Rather interesting (and rather long) interview with the Chairman of BitKeeper's Board highlighted on slashdot today. I'm a little short on time having read it, but I did want to share a pretty interesting quote.

JA: However, GPLed software comprises the majority of the quite successful GNU/Linux operating system. I have found that if I have problems with a program I'm using I don't have to fix them myself, instead once I track down the development team (often just one person) and report bugs, they are quickly fixed. Free of charge.

Larry McVoy: That really depends on what it is that you are reporting. I've certainly found that to be true for some projects, but go take a look at all the projects on sourceforge and view their activity. The vast majority of them are the first pass of the code, it sort of works, and now no one is working on it.

The problem is that coding is fun while it is fun, but when it isn't fun, there has to be some other reason to keep doing it. For a lot of projects, it's painfully clear that it became "not fun" and the project stopped. Browse the CVS repositories and you'll see what I mean.
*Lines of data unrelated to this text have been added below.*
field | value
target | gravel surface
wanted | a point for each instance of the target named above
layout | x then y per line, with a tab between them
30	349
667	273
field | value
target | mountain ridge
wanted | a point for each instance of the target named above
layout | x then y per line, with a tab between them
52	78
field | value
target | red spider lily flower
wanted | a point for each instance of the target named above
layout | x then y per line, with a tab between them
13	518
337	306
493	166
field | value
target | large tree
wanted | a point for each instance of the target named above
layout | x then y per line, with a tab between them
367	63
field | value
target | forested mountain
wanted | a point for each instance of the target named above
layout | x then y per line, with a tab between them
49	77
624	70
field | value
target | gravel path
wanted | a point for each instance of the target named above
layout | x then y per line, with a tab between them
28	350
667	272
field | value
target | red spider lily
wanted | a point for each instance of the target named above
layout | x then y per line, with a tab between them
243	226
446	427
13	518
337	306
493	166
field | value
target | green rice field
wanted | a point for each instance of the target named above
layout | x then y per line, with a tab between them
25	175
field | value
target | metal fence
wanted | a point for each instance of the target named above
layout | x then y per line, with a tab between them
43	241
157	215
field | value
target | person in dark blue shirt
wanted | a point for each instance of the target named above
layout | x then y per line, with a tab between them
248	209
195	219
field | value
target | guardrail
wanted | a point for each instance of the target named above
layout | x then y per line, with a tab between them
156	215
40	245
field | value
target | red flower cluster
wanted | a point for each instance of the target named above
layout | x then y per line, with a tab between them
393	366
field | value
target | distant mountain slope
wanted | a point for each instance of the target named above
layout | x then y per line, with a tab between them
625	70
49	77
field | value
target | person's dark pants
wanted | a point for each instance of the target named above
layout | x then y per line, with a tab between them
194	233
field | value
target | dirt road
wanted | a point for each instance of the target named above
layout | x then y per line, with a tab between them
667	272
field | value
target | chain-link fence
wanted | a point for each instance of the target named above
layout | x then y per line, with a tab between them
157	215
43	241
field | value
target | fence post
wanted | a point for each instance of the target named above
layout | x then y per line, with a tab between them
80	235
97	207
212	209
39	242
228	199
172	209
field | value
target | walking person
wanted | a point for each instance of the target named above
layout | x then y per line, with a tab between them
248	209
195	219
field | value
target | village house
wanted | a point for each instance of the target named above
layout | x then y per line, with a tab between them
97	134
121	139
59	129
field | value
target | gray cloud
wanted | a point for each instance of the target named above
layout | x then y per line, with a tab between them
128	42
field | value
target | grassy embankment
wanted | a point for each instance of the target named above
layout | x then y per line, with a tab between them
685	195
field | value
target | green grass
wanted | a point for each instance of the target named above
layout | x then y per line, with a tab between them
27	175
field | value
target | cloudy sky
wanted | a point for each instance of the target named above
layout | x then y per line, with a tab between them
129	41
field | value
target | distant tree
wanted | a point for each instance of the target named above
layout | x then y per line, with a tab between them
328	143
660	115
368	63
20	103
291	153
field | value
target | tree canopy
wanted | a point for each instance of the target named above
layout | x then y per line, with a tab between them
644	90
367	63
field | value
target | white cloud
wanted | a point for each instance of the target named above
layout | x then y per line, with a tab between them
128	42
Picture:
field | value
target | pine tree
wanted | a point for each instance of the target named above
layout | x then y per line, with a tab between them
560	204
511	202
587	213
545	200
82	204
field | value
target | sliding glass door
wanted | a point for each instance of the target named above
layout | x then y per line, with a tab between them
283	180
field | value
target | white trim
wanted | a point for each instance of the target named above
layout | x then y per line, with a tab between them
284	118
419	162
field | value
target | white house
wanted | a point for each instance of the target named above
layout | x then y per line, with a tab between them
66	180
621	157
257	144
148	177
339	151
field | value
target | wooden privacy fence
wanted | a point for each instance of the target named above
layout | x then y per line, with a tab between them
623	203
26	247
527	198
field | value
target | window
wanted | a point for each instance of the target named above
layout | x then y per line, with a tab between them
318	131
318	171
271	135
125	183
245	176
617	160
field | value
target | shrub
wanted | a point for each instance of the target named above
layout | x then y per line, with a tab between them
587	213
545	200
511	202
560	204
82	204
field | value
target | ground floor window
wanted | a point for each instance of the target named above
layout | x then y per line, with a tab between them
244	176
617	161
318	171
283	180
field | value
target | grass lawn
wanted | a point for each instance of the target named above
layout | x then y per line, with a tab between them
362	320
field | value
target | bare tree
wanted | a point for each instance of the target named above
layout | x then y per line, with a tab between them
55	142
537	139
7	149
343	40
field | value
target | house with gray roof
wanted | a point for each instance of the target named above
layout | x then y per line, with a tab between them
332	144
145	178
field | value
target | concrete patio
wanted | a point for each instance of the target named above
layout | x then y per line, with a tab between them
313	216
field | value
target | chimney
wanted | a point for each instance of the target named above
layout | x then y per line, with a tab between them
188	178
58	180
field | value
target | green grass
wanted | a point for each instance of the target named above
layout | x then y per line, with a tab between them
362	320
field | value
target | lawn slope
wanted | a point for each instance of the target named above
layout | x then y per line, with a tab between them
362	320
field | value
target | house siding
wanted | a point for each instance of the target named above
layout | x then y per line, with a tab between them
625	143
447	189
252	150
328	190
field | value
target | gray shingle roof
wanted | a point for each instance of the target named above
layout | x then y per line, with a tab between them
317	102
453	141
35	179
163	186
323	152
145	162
Of course I'm guilty of this and have a nice-sized plateful of apps I'd like to finish up (if I ever get to stop 9-to-5ing...), but this does play into something I've been giving more thought lately. Apps eventually grow out of the perfectly written code and planned objects that they started out as, it seems. As you get closer to deadline or as others hack on the codebase in a non-modular fashion, your easy-to-follow, well thought out logic takes a dive.

I can't decide if this means the app has stopped being fun or whether it's telling you it's done and you're not making the same app you started building.

Of course there's the argument that Joel takes, which is that it's better to keep this behemoth with all of its everyday fixes around and hack it to do this new application's job (aka -- "Throw out Netscape 4 and watch your lead in the browser market disappear"). I'm just not sure I buy it, but I'm probably being idealistic.